Lucentis was first approved for wet AMD in the US back in 2006. In 2017, it became the first FDA-approved treatment for all forms of diabetic retinopathy, the leading cause of blindness in working-age adults, back in 2017. However, the market’s now crowded with long-acting AMD drugs, including Regeneron’s Eylea and Novartis’s Beovu.
“Biosimilars could help broaden access and offer significant healthcare savings through the treatment of these complex and often debilitating ophthalmic diseases,” said Ian Henshaw, Global Head of Biosimilars at Biogen.
Europe could soon have its first oral inhibitor of hypoxia-inducible factor (HIF) prolyl hydroxylase (PH), according to Astellas and FibroGen.
The CHMP gave roxadustat — which would be marketed as Evrenzo — a positive opinion for the treatment of anemia in patients with chronic kidney disease. The drug is already approved in this indication in Japan, China and Chile, and is under review in the US.
The drug ran into trouble back in April, when FibroGen backtracked on some of its key safety data. According to CEO Enrique Conterno, FibroGen execs became “aware” that their analysis included post hoc changes to stratification factors used to assess the hazard ratio of their drug — essentially manipulating the data to enhance how much the therapy reduced key risks for patients and sharing that false profile with investors and regulators. Using pre-specified stratification factors raised the risk on key safety endpoints, which revolved primarily around MACE, a composite endpoint of all-cause mortality, stroke, and myocardial infarction.

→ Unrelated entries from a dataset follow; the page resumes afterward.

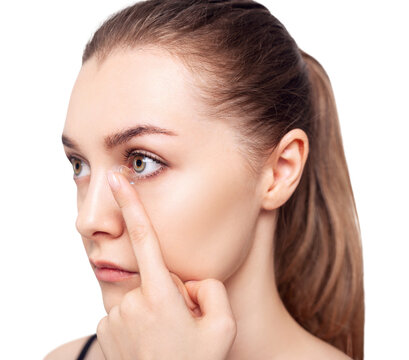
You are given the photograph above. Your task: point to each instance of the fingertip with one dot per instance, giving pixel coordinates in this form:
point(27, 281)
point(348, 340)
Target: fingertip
point(113, 180)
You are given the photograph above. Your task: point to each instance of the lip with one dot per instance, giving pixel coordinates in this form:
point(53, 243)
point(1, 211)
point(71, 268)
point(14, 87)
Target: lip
point(108, 271)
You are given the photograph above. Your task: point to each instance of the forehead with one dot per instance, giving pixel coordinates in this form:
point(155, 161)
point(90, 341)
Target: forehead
point(134, 87)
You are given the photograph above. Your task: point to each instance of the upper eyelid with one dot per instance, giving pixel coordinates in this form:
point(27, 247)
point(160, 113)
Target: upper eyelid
point(131, 152)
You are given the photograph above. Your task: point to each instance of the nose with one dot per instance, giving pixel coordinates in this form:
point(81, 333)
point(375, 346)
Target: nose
point(98, 213)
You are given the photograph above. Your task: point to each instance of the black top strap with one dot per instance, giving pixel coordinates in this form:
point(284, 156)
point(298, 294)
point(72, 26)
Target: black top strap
point(85, 348)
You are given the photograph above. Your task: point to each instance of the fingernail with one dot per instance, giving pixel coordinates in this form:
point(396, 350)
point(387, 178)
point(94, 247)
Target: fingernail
point(113, 181)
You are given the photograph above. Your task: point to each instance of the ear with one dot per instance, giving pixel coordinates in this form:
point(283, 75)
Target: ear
point(284, 168)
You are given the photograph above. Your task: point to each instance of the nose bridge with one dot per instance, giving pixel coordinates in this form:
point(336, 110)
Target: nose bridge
point(98, 210)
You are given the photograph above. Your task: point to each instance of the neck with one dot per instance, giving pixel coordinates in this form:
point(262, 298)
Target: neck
point(265, 329)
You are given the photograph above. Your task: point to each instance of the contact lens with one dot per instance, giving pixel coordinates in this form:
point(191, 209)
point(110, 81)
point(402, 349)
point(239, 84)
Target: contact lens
point(127, 172)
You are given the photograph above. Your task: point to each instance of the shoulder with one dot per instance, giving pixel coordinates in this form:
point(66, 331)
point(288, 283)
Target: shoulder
point(69, 350)
point(321, 350)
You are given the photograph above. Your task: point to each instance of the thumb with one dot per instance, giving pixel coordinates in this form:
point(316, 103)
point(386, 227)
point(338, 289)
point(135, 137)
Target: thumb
point(182, 289)
point(211, 295)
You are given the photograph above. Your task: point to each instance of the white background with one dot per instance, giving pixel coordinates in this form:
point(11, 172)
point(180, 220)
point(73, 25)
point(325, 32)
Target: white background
point(49, 294)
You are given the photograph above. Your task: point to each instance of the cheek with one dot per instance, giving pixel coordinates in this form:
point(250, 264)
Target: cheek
point(204, 223)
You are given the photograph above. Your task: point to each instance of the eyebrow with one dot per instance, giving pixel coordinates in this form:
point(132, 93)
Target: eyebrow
point(113, 140)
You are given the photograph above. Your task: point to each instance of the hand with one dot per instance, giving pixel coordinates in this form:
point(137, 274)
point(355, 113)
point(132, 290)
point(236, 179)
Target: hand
point(163, 318)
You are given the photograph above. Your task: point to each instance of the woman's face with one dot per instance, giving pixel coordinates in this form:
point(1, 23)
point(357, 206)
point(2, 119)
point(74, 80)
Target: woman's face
point(201, 201)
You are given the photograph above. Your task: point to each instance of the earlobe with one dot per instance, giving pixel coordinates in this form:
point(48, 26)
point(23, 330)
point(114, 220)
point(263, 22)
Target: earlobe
point(284, 168)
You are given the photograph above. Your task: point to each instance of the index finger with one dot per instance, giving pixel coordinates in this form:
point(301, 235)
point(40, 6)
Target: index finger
point(143, 237)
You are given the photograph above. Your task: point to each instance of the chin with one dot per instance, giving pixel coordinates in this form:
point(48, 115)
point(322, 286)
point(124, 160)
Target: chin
point(113, 293)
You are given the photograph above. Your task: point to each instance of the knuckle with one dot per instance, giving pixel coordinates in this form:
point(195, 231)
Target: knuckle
point(225, 326)
point(215, 284)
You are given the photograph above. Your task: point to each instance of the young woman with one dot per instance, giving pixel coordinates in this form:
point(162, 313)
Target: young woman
point(214, 200)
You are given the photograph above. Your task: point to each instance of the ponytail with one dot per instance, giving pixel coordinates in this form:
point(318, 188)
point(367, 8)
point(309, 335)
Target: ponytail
point(318, 254)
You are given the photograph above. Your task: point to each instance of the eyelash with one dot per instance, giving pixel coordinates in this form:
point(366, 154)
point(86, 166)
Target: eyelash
point(130, 153)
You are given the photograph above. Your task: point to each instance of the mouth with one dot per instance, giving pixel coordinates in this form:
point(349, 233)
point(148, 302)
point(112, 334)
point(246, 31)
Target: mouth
point(111, 272)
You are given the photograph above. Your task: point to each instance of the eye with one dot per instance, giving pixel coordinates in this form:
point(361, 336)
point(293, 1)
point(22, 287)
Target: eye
point(78, 166)
point(142, 162)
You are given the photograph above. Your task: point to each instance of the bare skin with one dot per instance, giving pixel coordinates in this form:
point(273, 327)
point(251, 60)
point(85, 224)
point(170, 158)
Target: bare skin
point(212, 218)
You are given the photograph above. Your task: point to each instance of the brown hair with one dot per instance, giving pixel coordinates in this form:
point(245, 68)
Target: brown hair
point(256, 74)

Shares plunged on the news, eviscerating about a billion dollars of FibroGen’s market cap.
Two more generics
The CHMP has also recommended marketing authorization for two generics: Abiraterone Mylan (also known as abiraterone acetate, a generic to Janssen’s Zytiga) for metastatic prostate cancer and Fingolimod Mylan (fingolimod, a generic to Novartis’ Gilenya) for relapsing-remitting multiple sclerosis with high disease activity.